Ever-increasing responsibility has been placed on his shoulders, especially at the Emirates, but Van Persie has taken it all in his stride.
Many critics were quick to sound Arsenal's death knell when they sold Cesc Fabregas to Barcelona over the summer, with the doom-mongers of the opinion that the Gunners would struggle to replace their talismanic skipper.
It could be argued that Fabregas' presence in the middle of the park has been sorely missed, but it was never going to be easy to cover the loss of a World Cup winner.
They have, however, seen Van Persie step up to the plate when it comes to leading by example, with the captain's armband helping to raise his game to a whole new level.
He is now much more than a sweet left foot and a player who is capable of producing sporadic moments of magic when he happens to be in the right frame of mind.
Arsenal's number 10 is now the leader of the new Arsenal.
He may have had that role thrust upon him, but his promotion to senior figurehead and on-field leader has come at just the right time.
There can be no doubting that 2011 has been a standout year for the deadly Dutchman, with his goal return over the course of the last 10 months making for mightily impressive reading.

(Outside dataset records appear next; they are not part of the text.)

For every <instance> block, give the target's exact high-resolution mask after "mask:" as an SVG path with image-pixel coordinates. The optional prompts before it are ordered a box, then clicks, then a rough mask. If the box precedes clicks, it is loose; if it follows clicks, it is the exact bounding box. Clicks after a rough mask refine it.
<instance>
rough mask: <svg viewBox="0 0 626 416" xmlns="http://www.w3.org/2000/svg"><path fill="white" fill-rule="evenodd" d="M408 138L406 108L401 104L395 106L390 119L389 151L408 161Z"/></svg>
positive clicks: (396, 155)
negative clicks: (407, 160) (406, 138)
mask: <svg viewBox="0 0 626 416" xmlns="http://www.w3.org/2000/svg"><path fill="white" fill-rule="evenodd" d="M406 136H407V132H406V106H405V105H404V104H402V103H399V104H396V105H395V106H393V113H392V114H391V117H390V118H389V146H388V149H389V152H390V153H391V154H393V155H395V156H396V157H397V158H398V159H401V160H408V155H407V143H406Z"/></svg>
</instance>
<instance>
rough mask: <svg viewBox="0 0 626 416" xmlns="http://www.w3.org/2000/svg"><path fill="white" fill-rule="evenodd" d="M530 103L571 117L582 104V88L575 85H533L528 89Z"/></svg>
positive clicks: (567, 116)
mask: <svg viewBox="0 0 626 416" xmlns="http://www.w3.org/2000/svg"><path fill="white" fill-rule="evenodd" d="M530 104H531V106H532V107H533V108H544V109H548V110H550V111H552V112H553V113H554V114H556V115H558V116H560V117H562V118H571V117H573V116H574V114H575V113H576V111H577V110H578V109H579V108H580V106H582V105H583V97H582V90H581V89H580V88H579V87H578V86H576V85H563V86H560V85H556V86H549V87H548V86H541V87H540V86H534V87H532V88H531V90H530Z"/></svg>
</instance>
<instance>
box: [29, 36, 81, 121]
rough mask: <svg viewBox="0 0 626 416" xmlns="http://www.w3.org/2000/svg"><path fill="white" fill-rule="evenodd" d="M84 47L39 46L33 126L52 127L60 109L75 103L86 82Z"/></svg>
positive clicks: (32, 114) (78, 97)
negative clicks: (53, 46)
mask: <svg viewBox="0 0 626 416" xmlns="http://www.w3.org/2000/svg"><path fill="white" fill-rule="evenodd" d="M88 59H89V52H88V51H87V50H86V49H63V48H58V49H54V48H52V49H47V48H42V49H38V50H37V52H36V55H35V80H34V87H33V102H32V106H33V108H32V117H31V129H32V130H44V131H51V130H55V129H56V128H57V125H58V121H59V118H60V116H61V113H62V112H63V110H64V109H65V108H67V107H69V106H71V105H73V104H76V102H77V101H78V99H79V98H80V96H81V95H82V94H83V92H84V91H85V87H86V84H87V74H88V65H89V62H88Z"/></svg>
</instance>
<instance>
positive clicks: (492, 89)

Since the turn of the year, Van Persie has netted 28 times in 27 Premier League outings - with a hat-trick in Saturday's thrilling 5-3 victory over Chelsea seeing his strike ratio become better than a goal every game.
He already has 10 goals in 10 top flight outings this term, and 12 in all competitions, with his importance to the Arsenal cause underlined by the fact that Theo Walcott is currently the club's second top marksman with four.
Gunners supporters dare not contemplate what would happen should the injury curse strike their skipper again, while Arsene Wenger will be desperate to keep his captain wrapped in cotton wool for the remainder of the campaign.
Should they be able to keep him clear of the treatment room, it is likely that Van Persie will set a new personal best for goals scored and should have Arsenal in the mix for a top-four finish.
If he continues to find the target at his current rate of knots, he could also rewrite the Premier League history books.
Former Blackburn and Newcastle striker Alan Shearer currently holds the record for most strikes in a calendar year, with the England ace having notched 36 times in 1995.
Van Persie still has two months in which to reach that target and has one more goal to his name at this point of the year than Shearer did when he set the top-flight benchmark.
You would be a brave man to bet against Arsenal's flying Dutchman as he has become virtually unplayable over recent weeks.
He also has nine Premier League fixtures still to take in this year - providing he steers clear of injury and suspension - with West Brom, Norwich, Fulham, Wigan, Everton, Manchester City, Aston Villa, Wolves and Queens Park Rangers charged with the task of trying to keep him quiet.
Van Persie should be looking at that list and licking his lips.
He may not want 2011 to end, given his fine form, but there is every chance he could enter the New Year in even better shape than he did the last one - and that is a frightening proposition for the rest of English football's elite and those setting their sights on Euro 2012 success.